Our app idea is new, and shiny! It is going to be the greatest, most-bestest app ever, and to make it so we’re going to dig in and get rid of all our assumptions — and all our old code. This will be great from the ground up, with all new routines optimized for doing the most basic things. Users will notice and love us.

This is the mirror-image of trying to reuse every last digit of your old code. This one is doubly bad. Not only will you waste valuable time when you reinvent every single wheel under your app, you’ll increase the chance of introducing bugs and errors when you choose not to use code that has already been vetted. The real lesson? Go into your repository and reuse code, but be smart about it. In this, as in so much, extremes are where you tend to run off the rails.

Think Of Mobile Apps As Miniature Web Pages

Everyone loves a good website, and we’re all used to the basic web interface. That’s why we’re going to build our app based on solid web page user interface standards. We won’t have to worry about building out the UI, and we might even be able to keep lots of the app in JavaScript. This is going to be great!

Except, it’s not. There are vast and important differences between the way users expect to interact with a website and the way they expect to interact with a mobile app. Don’t try to get away with doing a single UX design for both. Let each be optimally what it’s intended to be, and you’ll end up with happier users, a more productive workflow, and a more successful mobile app.

Be Really Fuzzy About Defining Success

“What will a successful app look like?” seems an almost absurd question, but you’d be surprised at how many dev efforts don’t really include an answer. In one sense, if you manage to shove the app out the door, then it’s successful. But we all know completing the coding for an app and creating a successful app are two distinct things.

The product owner is the one who should ideally develop the criteria for success. Criteria might include things like productivity gain, specific use levels, audience size, targeted cost reductions, and user satisfaction scores. Now, note all of these are business-case goals. That’s where the success really lies, and where designers and developers have to understand and agree on the definitions of success. Without such knowledge and agreement, you can easily get right back to the situation in which designers and developers are working on separate projects with the same name.

Be Your Own Beta Tester

Hey, you know what would prove our dedication to this project? We’ll “dogfood” it and be our own beta testers. That way, we’ll end up with a better app (after all, who knows it better than us?) and our example will show how great the app really is!

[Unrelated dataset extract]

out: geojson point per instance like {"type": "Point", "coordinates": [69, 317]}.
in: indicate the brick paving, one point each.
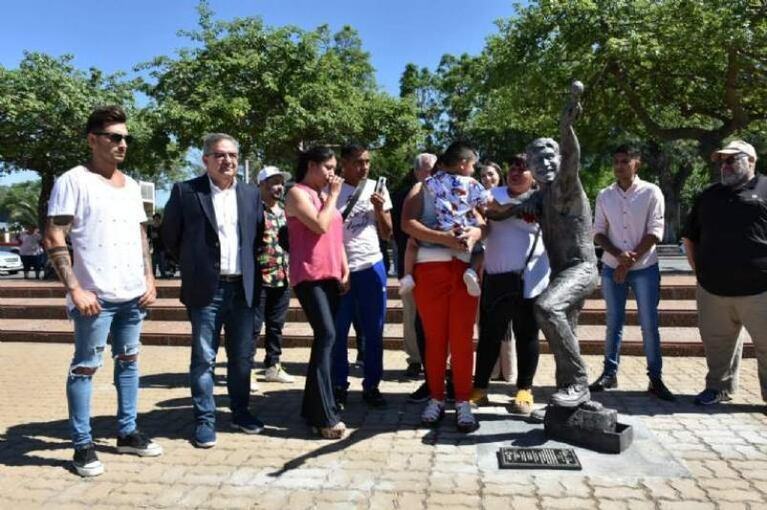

So, the idea of “dogfooding” (as in, we use our own apps, “eat our own dog food” in industry jargon) is powerful, but in this instance it’s powerfully wrong. The biggest reason it’s wrong is that you know the app too well. You know precisely what it’s supposed to do, so you’re less likely to try the truly bizarre things real beta testers will try to get your app to do.

Once it’s up and running, feel free to use it if it meets your business needs, but respect your eventual users enough to conduct a real beta test program with actual beta testers. For what it’s worth, your real users shouldn’t be your beta testers, either. They’re getting tired of playing the role with no warning and no reward. Just sayin’.

Forget Why You’re Developing The App

So here you are, deep in your 14th sprint of the project and boy, those new features are coming along nicely. This has become a great team-building project for the developers, and a lot of the code will be useful later on, so the project is a great success. The app will really help … which department was that again? Never mind, it will really help them do the, uh, thing it’s helping with.

We’re all familiar with development projects getting so big and convoluted the original purpose of the exercise is lost. Managers and project owners have to take responsibility for keeping everyone’s eyes focused on the reason for the app and the ultimate definition of success.

There they are, 10 ways to absolutely wreck a mobile app dev project — and 10 ways to keep things from running off the rails.